Here is the text of the 5 written questions lodged at the 45 minute Pointsbet hybrid EGM held on June 30, 2023 to approve the $US225 million sale of its US business to rival Fanatics. Chair Brett Paton gave an informative EGM address and the vote was 99% in favour.

1. Well done on exiting a super competitive loss-making US market for a reasonable price. What is our net less overall from entering the US market, excluding any expenditure on the Canadian operations?

Answer: Chair handed over to the company secretary who said losses would be disclosed in August - listen to answer via Twitter.

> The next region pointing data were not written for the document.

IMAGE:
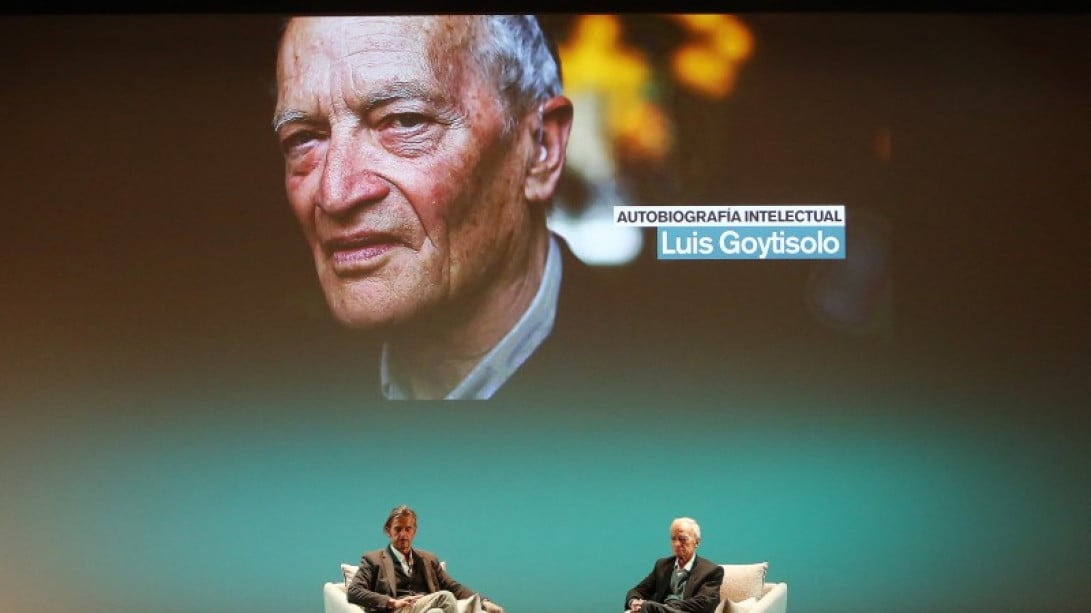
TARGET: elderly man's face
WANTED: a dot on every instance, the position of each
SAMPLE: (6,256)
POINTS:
(402,532)
(683,541)
(399,172)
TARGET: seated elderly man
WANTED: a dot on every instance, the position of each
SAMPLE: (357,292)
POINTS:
(421,154)
(683,581)
(402,578)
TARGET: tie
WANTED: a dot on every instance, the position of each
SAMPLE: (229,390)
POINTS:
(678,580)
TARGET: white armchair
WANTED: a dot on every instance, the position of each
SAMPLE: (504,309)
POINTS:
(745,590)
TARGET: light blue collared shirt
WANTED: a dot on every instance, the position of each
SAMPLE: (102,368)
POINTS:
(406,564)
(501,362)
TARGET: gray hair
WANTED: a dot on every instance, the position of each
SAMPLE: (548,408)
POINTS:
(690,521)
(515,52)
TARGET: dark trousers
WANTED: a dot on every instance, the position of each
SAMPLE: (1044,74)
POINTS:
(649,607)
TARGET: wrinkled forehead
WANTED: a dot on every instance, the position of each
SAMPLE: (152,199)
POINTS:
(682,528)
(439,41)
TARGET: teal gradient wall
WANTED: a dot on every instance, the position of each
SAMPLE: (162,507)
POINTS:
(181,430)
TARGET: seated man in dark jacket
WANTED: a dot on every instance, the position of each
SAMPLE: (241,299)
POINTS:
(402,578)
(682,581)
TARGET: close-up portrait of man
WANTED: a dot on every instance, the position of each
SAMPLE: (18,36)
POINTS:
(420,156)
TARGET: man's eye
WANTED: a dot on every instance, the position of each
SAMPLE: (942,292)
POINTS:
(406,120)
(296,141)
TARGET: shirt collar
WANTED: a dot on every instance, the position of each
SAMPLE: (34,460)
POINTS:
(688,565)
(501,362)
(406,564)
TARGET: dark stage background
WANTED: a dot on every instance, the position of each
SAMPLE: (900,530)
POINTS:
(179,424)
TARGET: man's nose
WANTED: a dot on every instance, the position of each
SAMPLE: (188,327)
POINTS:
(348,176)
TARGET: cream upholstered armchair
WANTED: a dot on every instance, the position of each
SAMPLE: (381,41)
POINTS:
(745,590)
(335,593)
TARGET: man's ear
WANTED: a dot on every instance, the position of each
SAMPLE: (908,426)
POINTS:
(550,141)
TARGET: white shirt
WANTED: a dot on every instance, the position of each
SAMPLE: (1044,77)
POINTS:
(501,362)
(406,564)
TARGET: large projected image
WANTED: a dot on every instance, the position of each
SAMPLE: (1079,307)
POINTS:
(232,241)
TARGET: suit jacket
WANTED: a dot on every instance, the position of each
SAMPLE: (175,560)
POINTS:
(702,593)
(604,340)
(375,583)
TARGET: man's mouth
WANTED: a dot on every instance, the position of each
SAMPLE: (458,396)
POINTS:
(357,253)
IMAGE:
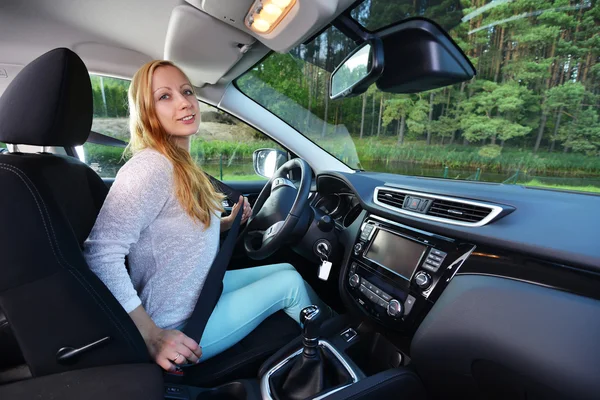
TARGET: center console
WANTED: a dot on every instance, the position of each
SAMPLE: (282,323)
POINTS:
(396,272)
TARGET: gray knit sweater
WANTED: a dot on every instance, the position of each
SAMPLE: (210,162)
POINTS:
(169,253)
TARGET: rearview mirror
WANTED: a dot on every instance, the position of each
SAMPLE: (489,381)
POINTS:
(358,71)
(419,56)
(267,161)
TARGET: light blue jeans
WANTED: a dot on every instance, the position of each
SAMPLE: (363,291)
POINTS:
(250,296)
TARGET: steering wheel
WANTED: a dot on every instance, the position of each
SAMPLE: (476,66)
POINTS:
(277,210)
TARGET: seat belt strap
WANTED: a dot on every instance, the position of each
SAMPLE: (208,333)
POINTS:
(213,285)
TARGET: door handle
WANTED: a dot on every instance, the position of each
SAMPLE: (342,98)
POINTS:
(66,355)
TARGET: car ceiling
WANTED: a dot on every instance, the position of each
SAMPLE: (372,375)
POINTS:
(116,37)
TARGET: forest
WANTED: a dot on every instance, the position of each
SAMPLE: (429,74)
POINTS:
(533,104)
(528,116)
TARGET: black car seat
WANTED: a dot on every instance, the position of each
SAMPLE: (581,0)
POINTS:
(49,299)
(48,296)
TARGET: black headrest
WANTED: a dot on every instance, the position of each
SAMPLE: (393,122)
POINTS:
(49,103)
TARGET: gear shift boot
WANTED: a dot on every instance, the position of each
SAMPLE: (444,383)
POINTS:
(302,377)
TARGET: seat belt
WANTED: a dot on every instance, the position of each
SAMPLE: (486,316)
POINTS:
(213,285)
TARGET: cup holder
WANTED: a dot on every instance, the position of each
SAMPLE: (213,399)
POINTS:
(373,353)
(229,391)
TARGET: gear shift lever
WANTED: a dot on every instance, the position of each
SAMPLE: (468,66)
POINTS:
(310,317)
(315,370)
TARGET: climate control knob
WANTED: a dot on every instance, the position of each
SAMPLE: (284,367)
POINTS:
(423,280)
(357,248)
(354,280)
(395,308)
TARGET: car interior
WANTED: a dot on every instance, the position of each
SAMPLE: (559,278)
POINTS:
(442,289)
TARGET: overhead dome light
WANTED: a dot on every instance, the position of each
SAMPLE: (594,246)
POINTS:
(265,15)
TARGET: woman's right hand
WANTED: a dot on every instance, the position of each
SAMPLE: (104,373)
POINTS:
(169,347)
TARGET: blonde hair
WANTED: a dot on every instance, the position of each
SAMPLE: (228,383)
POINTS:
(193,189)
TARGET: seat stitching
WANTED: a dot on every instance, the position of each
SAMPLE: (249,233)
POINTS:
(71,270)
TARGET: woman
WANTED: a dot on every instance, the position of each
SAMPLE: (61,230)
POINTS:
(164,214)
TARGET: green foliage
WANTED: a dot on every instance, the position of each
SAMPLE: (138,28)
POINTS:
(491,151)
(114,102)
(537,86)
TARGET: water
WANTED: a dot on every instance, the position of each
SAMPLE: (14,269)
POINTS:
(240,170)
(404,168)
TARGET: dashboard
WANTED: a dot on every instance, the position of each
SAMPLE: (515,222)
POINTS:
(476,276)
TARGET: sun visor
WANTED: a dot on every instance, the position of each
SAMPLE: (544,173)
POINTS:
(304,19)
(204,47)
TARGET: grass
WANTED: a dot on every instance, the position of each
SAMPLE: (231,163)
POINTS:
(536,183)
(469,157)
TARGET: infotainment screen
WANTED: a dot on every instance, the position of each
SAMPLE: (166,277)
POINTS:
(395,253)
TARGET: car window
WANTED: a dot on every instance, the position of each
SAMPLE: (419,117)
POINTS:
(531,116)
(110,118)
(223,146)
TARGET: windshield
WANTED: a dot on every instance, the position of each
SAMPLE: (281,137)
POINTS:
(529,117)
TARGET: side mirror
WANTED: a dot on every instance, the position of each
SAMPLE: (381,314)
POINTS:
(267,161)
(358,71)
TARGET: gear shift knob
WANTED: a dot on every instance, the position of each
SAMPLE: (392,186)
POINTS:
(310,317)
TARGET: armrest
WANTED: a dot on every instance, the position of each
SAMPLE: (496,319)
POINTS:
(130,381)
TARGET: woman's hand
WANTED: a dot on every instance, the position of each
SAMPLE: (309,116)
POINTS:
(169,347)
(242,204)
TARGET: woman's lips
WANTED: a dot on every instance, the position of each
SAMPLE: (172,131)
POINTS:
(188,120)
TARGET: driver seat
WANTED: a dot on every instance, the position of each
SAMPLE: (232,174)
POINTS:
(49,299)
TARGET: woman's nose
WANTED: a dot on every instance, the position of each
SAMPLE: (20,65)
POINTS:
(184,102)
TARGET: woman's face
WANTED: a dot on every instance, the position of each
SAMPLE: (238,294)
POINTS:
(175,102)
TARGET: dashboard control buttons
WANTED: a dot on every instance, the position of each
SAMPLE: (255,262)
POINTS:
(366,232)
(357,248)
(423,280)
(395,308)
(408,303)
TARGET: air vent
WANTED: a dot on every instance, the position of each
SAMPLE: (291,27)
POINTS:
(458,211)
(352,215)
(394,199)
(434,207)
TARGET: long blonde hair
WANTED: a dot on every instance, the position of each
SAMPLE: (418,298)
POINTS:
(193,189)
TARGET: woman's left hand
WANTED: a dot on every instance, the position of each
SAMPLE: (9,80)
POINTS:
(242,204)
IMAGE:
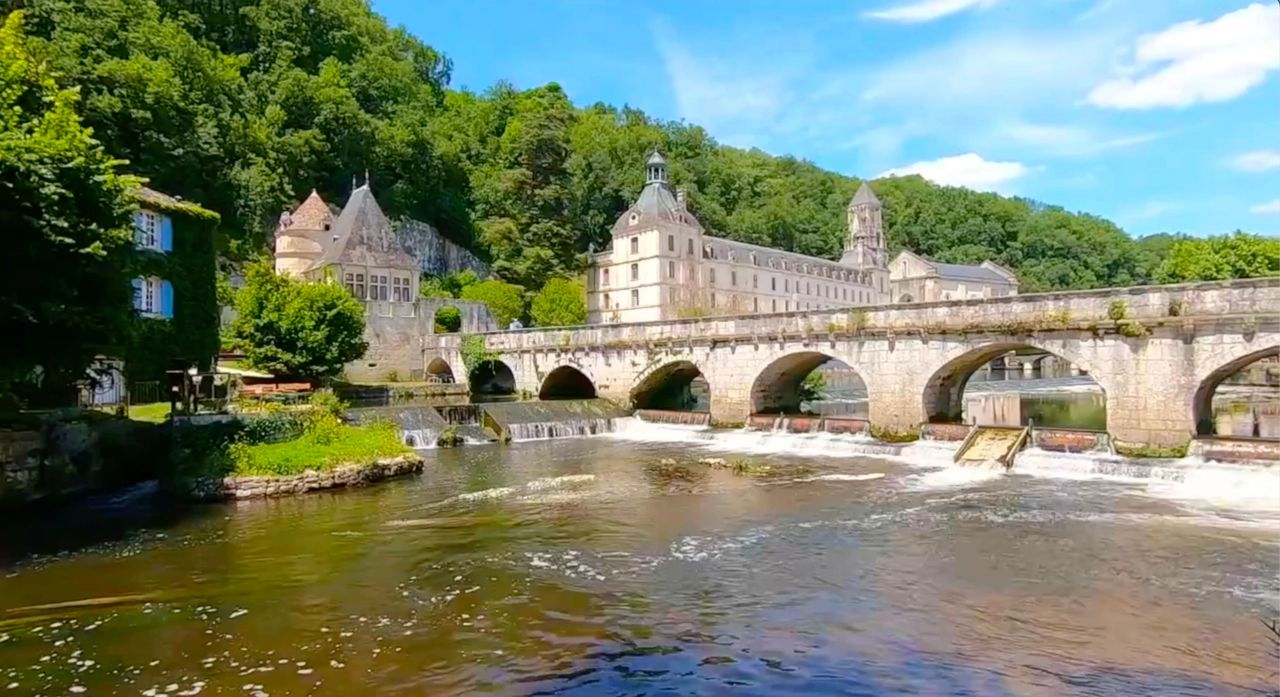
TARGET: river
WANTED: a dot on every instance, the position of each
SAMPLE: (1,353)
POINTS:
(589,567)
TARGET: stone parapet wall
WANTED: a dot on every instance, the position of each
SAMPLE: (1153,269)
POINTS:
(338,477)
(1028,312)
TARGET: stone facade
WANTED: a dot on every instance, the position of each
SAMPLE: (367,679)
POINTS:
(359,248)
(663,266)
(1157,368)
(917,279)
(338,477)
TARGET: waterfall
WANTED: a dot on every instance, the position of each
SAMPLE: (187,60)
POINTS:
(667,416)
(577,427)
(553,418)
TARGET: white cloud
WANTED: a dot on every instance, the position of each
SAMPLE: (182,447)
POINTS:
(1270,207)
(1256,160)
(1072,141)
(1197,62)
(928,10)
(964,170)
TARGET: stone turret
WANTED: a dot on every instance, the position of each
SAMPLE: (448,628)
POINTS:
(864,244)
(302,235)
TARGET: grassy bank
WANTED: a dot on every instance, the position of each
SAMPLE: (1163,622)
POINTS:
(320,449)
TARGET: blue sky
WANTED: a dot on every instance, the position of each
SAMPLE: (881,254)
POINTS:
(1162,115)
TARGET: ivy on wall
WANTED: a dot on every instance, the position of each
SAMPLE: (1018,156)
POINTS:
(190,338)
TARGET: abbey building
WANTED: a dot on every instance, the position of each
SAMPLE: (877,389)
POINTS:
(662,265)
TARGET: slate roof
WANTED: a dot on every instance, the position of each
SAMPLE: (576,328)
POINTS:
(362,235)
(864,197)
(967,273)
(314,214)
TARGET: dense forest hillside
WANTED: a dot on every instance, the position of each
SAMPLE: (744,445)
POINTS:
(245,105)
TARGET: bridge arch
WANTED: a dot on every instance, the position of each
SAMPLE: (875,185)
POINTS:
(492,377)
(438,370)
(778,388)
(1202,402)
(566,383)
(677,385)
(945,390)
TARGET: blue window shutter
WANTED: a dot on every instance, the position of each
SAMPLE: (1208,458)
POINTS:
(165,299)
(165,233)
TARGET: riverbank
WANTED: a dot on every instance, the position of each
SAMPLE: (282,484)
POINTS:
(255,486)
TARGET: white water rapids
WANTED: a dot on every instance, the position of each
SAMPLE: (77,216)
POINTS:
(1249,489)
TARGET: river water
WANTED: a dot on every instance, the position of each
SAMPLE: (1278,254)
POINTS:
(592,567)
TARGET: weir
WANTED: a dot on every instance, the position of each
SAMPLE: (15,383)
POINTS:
(552,418)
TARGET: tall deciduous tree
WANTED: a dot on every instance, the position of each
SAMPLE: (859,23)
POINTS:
(65,218)
(297,329)
(562,302)
(506,301)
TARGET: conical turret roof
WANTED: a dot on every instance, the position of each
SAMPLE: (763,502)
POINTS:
(864,197)
(311,215)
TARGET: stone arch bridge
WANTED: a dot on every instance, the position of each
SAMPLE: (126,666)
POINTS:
(1157,352)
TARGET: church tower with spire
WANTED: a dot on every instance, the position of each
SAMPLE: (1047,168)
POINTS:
(864,246)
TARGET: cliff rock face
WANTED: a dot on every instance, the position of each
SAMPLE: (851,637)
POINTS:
(437,255)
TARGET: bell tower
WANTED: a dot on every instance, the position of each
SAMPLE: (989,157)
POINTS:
(864,246)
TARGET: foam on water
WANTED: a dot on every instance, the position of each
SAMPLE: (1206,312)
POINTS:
(842,477)
(1191,481)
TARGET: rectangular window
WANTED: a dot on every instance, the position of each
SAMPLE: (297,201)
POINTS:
(146,229)
(378,287)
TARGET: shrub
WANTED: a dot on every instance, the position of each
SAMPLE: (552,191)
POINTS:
(328,402)
(561,302)
(506,301)
(297,329)
(448,320)
(1134,330)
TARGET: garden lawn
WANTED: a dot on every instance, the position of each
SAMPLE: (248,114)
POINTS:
(347,445)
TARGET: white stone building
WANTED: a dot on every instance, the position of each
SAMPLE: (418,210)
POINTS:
(662,265)
(920,280)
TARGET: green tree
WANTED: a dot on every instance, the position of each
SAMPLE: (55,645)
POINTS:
(297,329)
(562,302)
(506,301)
(65,212)
(448,320)
(1235,256)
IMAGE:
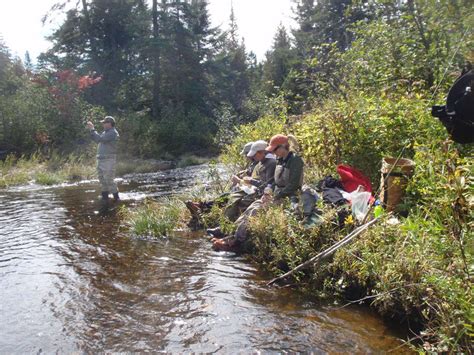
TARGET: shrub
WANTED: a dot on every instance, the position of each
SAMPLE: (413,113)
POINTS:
(156,219)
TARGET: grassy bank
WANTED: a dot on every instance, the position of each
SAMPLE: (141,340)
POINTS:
(23,170)
(59,169)
(419,270)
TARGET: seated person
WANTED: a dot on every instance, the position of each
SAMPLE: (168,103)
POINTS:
(251,187)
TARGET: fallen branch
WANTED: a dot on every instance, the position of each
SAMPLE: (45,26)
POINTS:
(328,252)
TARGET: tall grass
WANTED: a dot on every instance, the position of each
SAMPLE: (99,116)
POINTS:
(54,170)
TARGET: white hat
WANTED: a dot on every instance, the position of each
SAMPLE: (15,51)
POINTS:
(246,148)
(256,147)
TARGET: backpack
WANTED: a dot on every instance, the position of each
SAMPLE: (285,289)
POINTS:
(458,113)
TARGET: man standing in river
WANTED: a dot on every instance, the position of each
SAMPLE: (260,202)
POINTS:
(106,156)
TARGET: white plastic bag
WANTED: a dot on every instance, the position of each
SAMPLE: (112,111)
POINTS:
(360,204)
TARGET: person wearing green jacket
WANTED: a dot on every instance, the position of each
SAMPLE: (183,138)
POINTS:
(288,178)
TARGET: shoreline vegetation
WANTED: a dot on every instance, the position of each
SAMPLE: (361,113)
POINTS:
(417,271)
(58,169)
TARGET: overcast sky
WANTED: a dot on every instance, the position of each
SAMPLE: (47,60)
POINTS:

2. Why are we proposing such a large cash return rather than conserving cash for acquisition opportunities in Australia, such as buying BETR. Have we had any discussions with BETR or other smaller local competitors such as Blue Bet. Given the apocalypse of global competition in the US market, could the chair and CEO please comment on competitive pressures in the Australian sports gambling market and whether the proposed advertising ban is a major risk going forward as we concentrate our operations in Australia.

Answer: CEO Sam Swanell was confident they will grow their Australian market share with tougher regulations weeding out smaller cowboys - listen to comments via Twitter. Chair Brett Paton they wanted to sell down for a while and keep focused - listen to his comments via Twitter. (plus this extra bit)

3. In hindsight, do we regret doing the NBC Universal advertising deal? Would our losses have been lower if we'd gone it alone. Who were the main executives we dealt with at NBC Universal and are they happy with our exit from the US market?

Answer: CEO Sam Swanell said it was the right deal at the time - listen to answer via Twitter. Chair Brett Paton explained that they won a competitive auction to secure the deal which was right at the time but didn't work out. Listen to audio via Twitter.

4. Why is the share price only trading at around $1.75 if we are proposing to return up to $1.40 per share in cash to shareholders. Is our Australian business really worth that little and have we considered during a share consolidation so our shares don't trade at embarrassingly low levels below 50c.

Answer: chairman and former investment banker Brett Paton offers history lesson on IPO pricing as Pointsbet question reader censors word “embarrassing” when asked about prospect of the stock trading at circa 30c after these two upcoming capital returns. The 1980s Ashton Mining float got a mention. Listen to answer via Twitter. The company secretary then asked the question again and the chair said he was puzzled why the market wasn't pricing in the much improved US exit. Listen to second answer via Twitter.

5. Canada sounds attractive with a gross gaming tax rate of just 18% and minimal product fees. After all these recent increases in Australian taxes, what is our Australian tax rate and what percentage of gross gaming revenue is paid to racing and sporting codes in Australia? Is this the highest of any jurisdiction in the world?